Но сейчас, вдохнув его, Глеб вдруг впервые понял, что эти духи и Нина – подходят друг другу. Недаром говорят: бог – в мелочах… Если бы Глеб раньше обратил внимание на все эти мелочи! Он сумел бы понять, насколько у его жены властный, тяжелый характер, в котором не было и грамма фруктово-ванильной сладости, цветочно-воздушной нежности, сливочно-ягодной романтичности…
Глеб вошел в гостиную.
Нина сидела на диване, поджав ноги.
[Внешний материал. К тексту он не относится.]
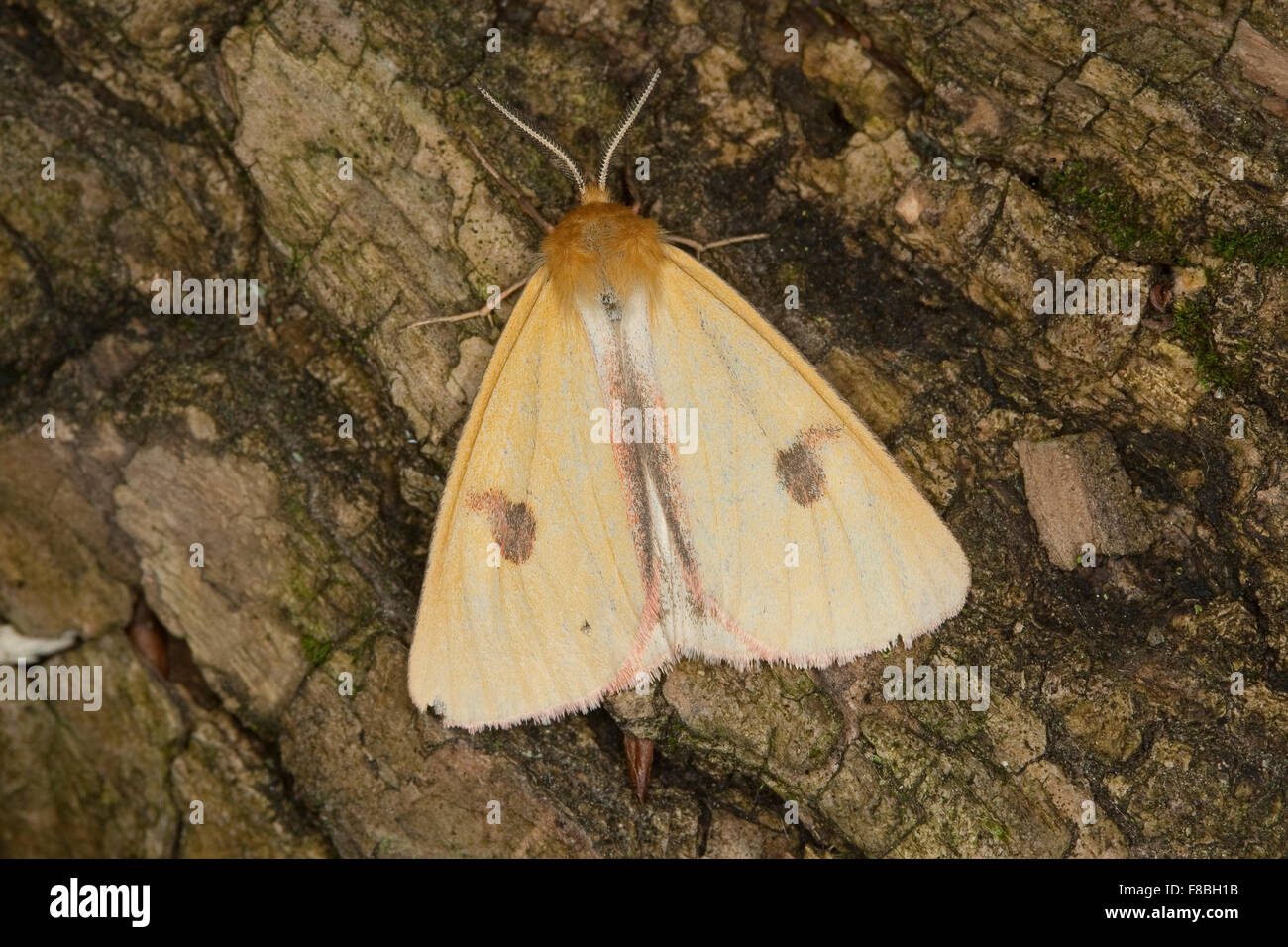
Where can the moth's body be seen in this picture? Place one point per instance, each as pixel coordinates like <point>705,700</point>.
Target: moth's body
<point>609,561</point>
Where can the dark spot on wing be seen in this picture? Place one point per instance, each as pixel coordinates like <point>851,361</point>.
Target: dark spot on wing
<point>514,527</point>
<point>800,468</point>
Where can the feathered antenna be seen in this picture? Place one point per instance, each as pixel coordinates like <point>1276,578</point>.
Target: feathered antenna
<point>570,167</point>
<point>623,127</point>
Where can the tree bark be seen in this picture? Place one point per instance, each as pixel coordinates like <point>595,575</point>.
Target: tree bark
<point>1137,706</point>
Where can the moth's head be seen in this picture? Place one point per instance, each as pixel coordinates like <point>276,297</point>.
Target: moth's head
<point>591,191</point>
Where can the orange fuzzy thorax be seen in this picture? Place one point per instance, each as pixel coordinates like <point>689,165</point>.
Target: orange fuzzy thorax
<point>601,247</point>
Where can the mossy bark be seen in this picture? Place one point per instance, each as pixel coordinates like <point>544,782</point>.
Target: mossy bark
<point>287,714</point>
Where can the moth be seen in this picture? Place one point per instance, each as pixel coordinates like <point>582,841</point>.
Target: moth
<point>649,472</point>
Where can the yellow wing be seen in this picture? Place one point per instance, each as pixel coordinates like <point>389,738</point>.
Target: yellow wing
<point>786,474</point>
<point>532,595</point>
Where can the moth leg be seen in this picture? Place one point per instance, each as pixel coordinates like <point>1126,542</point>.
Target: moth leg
<point>524,205</point>
<point>639,764</point>
<point>699,248</point>
<point>482,311</point>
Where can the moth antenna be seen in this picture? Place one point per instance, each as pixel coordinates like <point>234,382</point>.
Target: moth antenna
<point>568,166</point>
<point>623,127</point>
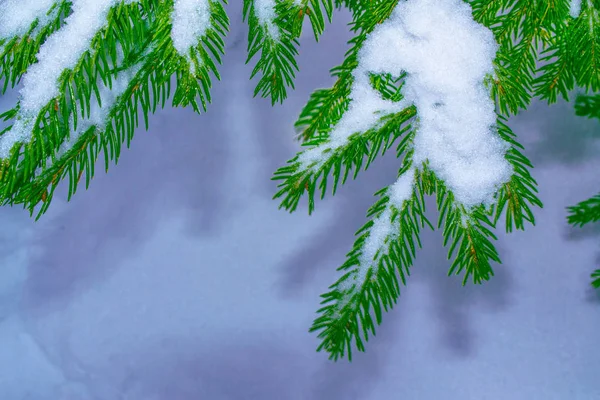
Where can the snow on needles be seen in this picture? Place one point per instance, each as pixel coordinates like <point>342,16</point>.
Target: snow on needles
<point>62,50</point>
<point>265,12</point>
<point>383,230</point>
<point>16,16</point>
<point>446,55</point>
<point>191,19</point>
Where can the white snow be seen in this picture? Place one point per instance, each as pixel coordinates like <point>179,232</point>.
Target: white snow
<point>16,16</point>
<point>62,50</point>
<point>265,12</point>
<point>99,115</point>
<point>575,8</point>
<point>447,56</point>
<point>191,19</point>
<point>382,229</point>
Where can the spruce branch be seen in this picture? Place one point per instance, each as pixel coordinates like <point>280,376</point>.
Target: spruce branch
<point>299,178</point>
<point>520,190</point>
<point>385,249</point>
<point>136,41</point>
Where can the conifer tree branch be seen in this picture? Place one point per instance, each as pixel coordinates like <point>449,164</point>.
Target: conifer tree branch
<point>384,250</point>
<point>134,51</point>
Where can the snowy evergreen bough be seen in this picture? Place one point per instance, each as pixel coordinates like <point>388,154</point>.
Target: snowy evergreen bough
<point>436,79</point>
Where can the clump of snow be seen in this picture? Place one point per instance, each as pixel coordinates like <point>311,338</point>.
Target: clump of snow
<point>446,56</point>
<point>16,16</point>
<point>99,114</point>
<point>575,8</point>
<point>265,12</point>
<point>191,19</point>
<point>383,228</point>
<point>62,50</point>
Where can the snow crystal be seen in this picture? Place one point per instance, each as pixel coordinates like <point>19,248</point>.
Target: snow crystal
<point>62,50</point>
<point>575,8</point>
<point>191,19</point>
<point>16,16</point>
<point>446,56</point>
<point>265,12</point>
<point>99,115</point>
<point>382,228</point>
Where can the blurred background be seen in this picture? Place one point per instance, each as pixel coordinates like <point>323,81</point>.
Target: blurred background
<point>176,277</point>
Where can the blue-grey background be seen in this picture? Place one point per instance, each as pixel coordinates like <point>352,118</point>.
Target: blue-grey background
<point>176,277</point>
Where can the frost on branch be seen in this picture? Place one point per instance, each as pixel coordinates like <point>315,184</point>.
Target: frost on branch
<point>60,51</point>
<point>447,56</point>
<point>191,19</point>
<point>444,57</point>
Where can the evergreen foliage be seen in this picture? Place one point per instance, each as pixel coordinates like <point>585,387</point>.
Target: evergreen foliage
<point>137,40</point>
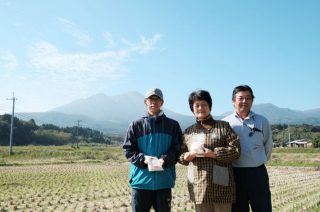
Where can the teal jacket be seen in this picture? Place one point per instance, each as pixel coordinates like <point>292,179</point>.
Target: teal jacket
<point>157,136</point>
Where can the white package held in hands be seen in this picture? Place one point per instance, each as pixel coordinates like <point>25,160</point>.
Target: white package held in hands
<point>196,143</point>
<point>154,163</point>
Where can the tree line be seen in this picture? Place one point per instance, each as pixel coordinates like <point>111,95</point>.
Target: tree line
<point>29,133</point>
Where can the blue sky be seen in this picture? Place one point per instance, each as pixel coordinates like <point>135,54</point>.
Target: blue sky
<point>54,52</point>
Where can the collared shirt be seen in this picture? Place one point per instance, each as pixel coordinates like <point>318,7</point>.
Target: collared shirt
<point>255,139</point>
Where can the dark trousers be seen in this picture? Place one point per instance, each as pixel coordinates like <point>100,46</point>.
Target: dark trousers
<point>252,187</point>
<point>142,200</point>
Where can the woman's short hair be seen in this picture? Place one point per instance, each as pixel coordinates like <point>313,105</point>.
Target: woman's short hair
<point>200,95</point>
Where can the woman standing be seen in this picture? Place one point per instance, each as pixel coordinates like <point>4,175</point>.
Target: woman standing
<point>209,147</point>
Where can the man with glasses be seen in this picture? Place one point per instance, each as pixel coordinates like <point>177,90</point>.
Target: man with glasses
<point>251,176</point>
<point>153,146</point>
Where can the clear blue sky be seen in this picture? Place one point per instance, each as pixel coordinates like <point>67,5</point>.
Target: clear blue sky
<point>54,52</point>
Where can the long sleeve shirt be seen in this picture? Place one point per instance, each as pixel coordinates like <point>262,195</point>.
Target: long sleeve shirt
<point>221,139</point>
<point>255,139</point>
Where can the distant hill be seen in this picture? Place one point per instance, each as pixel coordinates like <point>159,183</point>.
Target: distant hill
<point>112,114</point>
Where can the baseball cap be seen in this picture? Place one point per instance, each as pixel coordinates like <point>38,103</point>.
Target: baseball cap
<point>154,91</point>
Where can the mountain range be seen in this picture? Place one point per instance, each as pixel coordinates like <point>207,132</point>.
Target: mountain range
<point>112,114</point>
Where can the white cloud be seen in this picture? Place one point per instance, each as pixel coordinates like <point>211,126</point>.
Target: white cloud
<point>8,61</point>
<point>146,45</point>
<point>82,38</point>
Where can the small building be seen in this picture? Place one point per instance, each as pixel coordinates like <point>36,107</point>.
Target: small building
<point>299,143</point>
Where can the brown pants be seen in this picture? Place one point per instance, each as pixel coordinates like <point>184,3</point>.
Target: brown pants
<point>214,207</point>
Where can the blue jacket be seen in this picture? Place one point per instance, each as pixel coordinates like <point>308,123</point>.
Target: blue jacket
<point>157,136</point>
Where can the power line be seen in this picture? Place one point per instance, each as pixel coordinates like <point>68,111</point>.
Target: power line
<point>11,129</point>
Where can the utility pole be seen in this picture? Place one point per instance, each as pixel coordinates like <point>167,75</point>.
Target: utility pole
<point>78,132</point>
<point>12,118</point>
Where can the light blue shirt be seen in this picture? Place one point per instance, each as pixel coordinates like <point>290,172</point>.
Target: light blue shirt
<point>255,139</point>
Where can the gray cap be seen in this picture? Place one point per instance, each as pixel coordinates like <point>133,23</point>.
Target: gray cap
<point>154,91</point>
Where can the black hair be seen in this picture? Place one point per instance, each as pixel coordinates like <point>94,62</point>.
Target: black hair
<point>200,95</point>
<point>242,88</point>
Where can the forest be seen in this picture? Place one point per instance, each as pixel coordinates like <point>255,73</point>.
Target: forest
<point>29,133</point>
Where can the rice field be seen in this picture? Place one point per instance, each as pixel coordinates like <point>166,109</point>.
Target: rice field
<point>104,187</point>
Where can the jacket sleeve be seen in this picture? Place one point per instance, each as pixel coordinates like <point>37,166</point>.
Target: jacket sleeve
<point>232,150</point>
<point>131,150</point>
<point>267,139</point>
<point>173,154</point>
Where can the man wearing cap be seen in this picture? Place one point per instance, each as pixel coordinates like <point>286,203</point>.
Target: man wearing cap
<point>153,146</point>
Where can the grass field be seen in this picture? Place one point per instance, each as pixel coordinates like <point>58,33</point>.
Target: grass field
<point>96,179</point>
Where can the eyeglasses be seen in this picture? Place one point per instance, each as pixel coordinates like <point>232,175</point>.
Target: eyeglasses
<point>204,105</point>
<point>241,99</point>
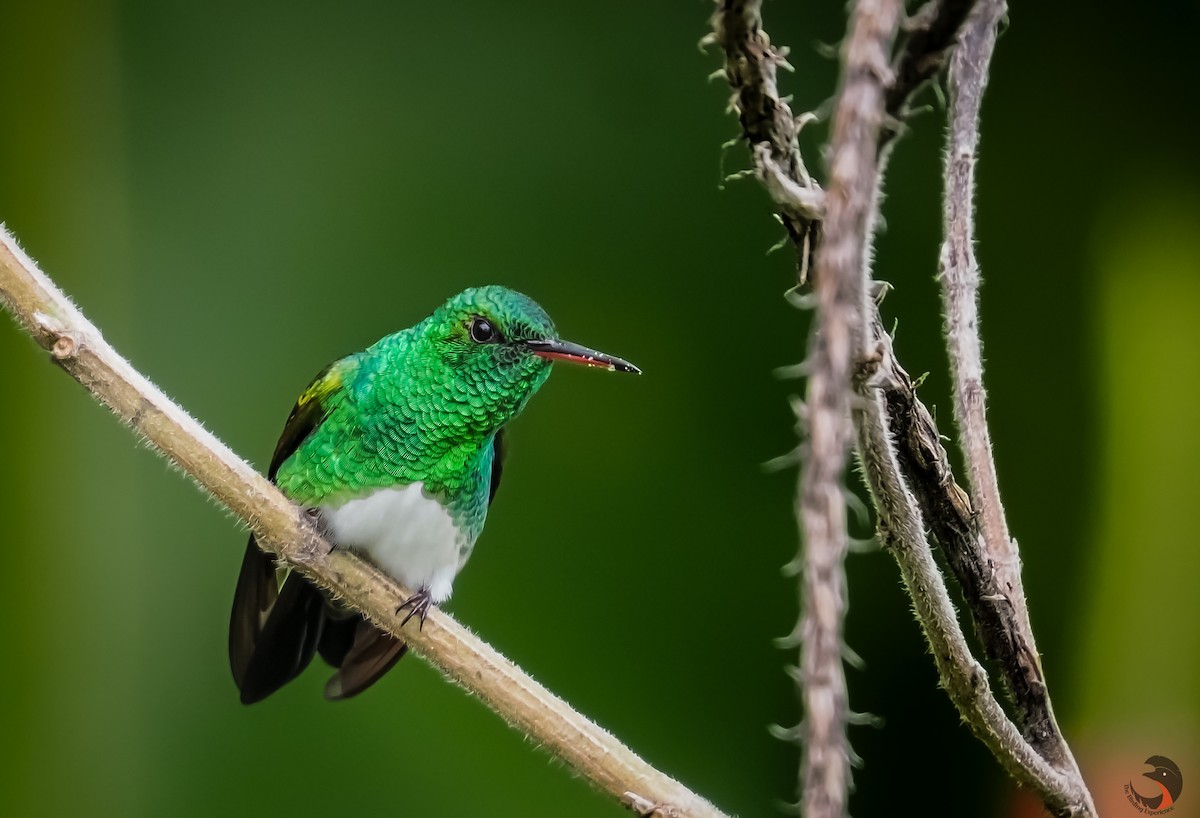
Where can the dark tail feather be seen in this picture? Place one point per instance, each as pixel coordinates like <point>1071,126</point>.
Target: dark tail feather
<point>273,631</point>
<point>337,636</point>
<point>369,657</point>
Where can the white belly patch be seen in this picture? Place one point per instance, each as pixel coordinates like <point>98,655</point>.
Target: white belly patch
<point>406,533</point>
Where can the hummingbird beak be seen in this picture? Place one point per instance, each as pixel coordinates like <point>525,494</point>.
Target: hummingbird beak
<point>564,350</point>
В темно-синем домашнем платье из бархата, волосы распущены по плечам.
– Ну, здравствуй, Глеб… – певуче, печально произнесла Нина. – Ты все-таки приехал…
Все было просчитано, продумано: и поза, и наряд, и пряди волос разложены по плечам с тонким расчетом… И голос звучал так по-актерски, отрепетированно…
Все в Нине было ложью.
Ничего не ответив, Глеб сел в кресло напротив.
Он внимательно глядел на жену, с каждой секундой все сильнее ощущая, насколько они с ней чужие. Почему раньше он не замечал, что Нина – чужая?
– Глеб… Глеб, что ты чувствуешь? Тебе не стыдно? – с печальной иронией спросила жена.
– Давай без лирики, Нин. О чем ты хотела поговорить?
– Ты негодяй.
– Спасибо. А ты сука.
– Глеб! – вскрикнула Нина.
– Что?
– Боже, как грубо… Это хамство, Глеб! – Губы у нее задрожали. – Ты, интеллигентный человек, а позволяешь себе говорить такое… женщине…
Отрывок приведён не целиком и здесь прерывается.